I do not know the penitentiary system in Ukraine. The ICRC's detention visits focus on people detained during or after armed conflicts. It is true that the ICRC is also increasingly visiting people detained in other situations, including cases of violence – other than armed conflicts. In this sense, Ukraine is not within the typical ICRC context, but I am sure that representatives of the Committee for the Prevention of Torture of the Council of Europe have visited Ukraine. In spite of this, I'm afraid there are many places of detention in the world which nobody is visiting, even though there is an urgent need to control the conditions under which detainees are kept and the way they are treated.  

UW: During your term in office as Head of the ICRC, it expanded its operations significantly all over the world. How do you see the role of humanitarian diplomacy in international relations today?

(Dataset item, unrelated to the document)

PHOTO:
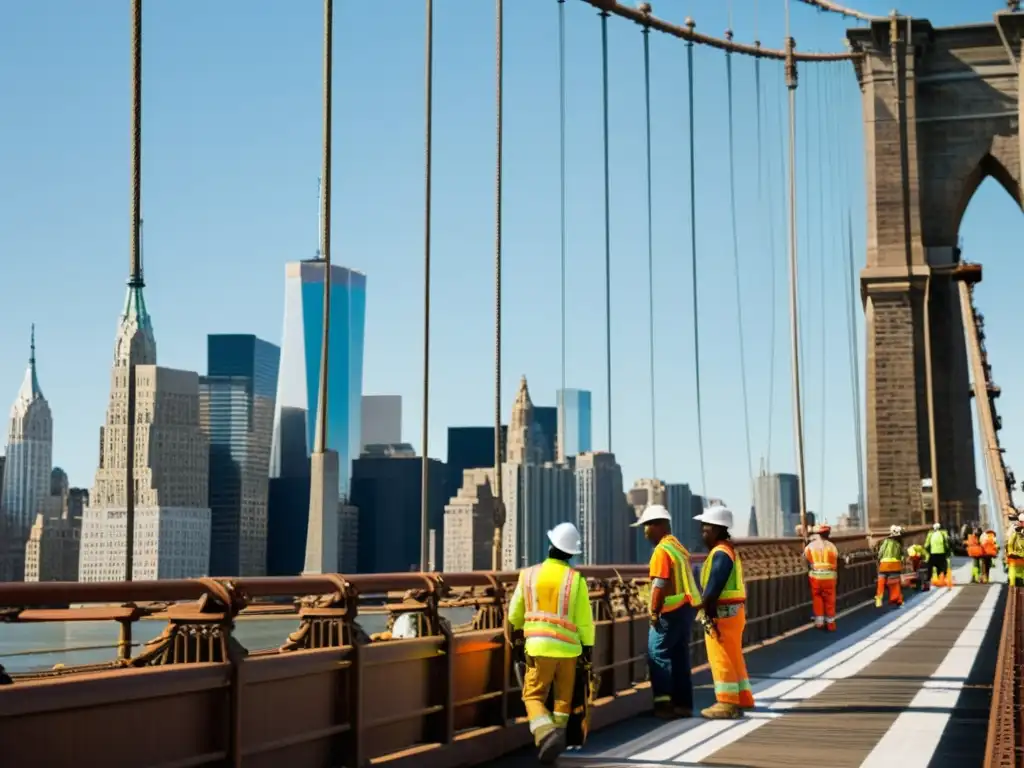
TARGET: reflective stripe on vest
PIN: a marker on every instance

There are various levels at which humanitarian diplomacy is being exercised, up to the highest level if deemed necessary. The operational component allows us to ensure access to those in need of protection and assistance through representatives of governments and NGOs. The thematic component promotes the signing of treaties with an important humanitarian impact, such the Convention on Cluster Munitions. The legal and thematic component is to spread the law, the implementation of its provisions and the promotion of the development of international treaty law.

UW: You were involved in bilateral relations between Switzerland and the European Union for almost two decades. Do you think that Switzerland benefitted from not joining the EU and maintaining a distance from European politics?

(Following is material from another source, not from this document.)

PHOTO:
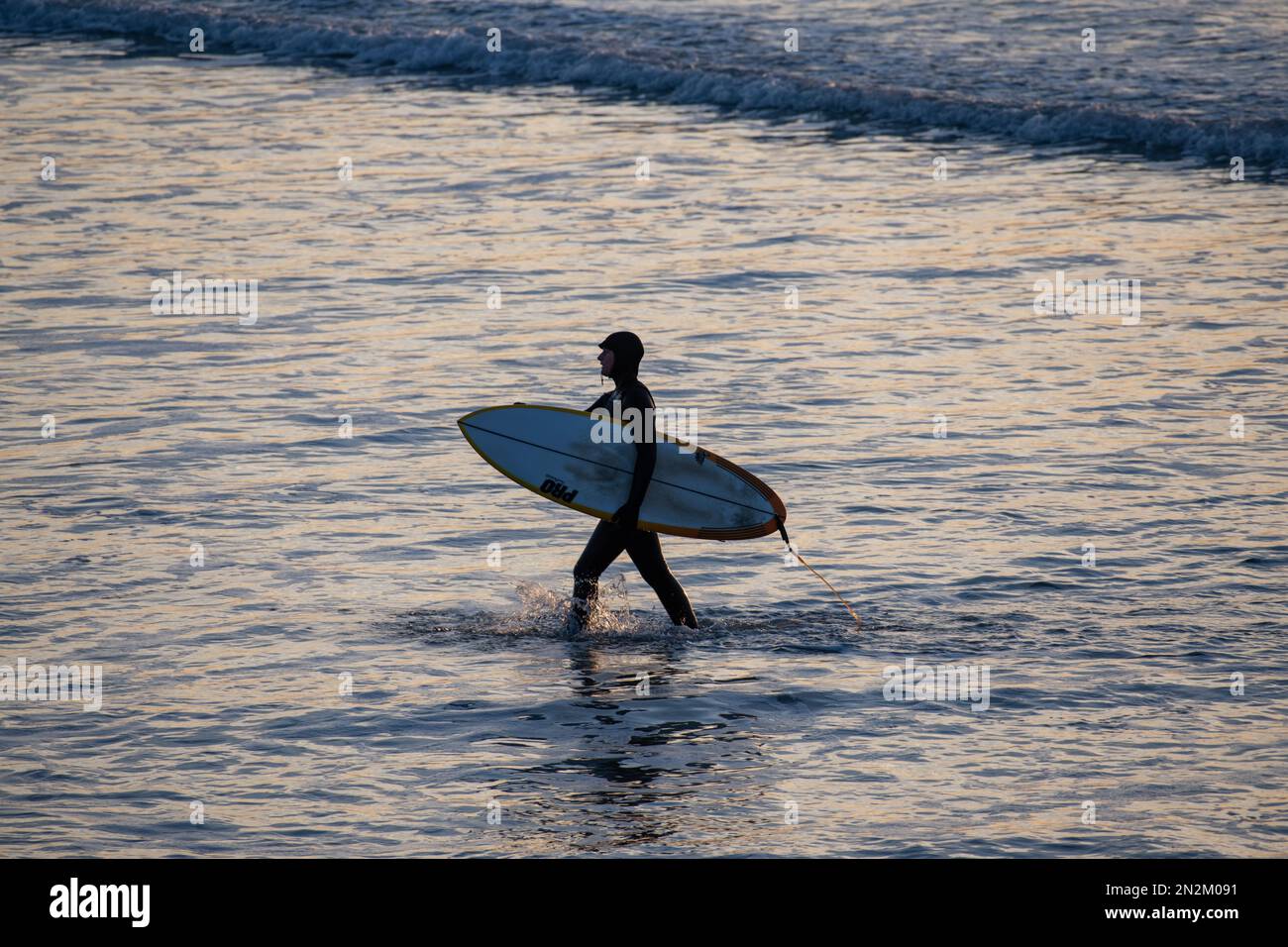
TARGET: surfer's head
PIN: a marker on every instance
(621, 356)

My country has not lost economically. On the contrary, it has saved money because it would have been one of the largest net contributors to the EU budget.  The price for not being an EU member-state is mainly political for Switzerland: it is impossible to participate in decisions being taken without us, having an ever greater effect on us. On the whole, Switzerland is not among the architects of Europe which, to a large extent, is constructed in Brussels.


Jakob Kellenberger is a Swiss diplomat, who began his career in 1974. Mr. Kellenberger served as Secretary of State for Foreign Affairs from 1992 to 1999 and has been President of the International Committee of the Red Cross since 2000.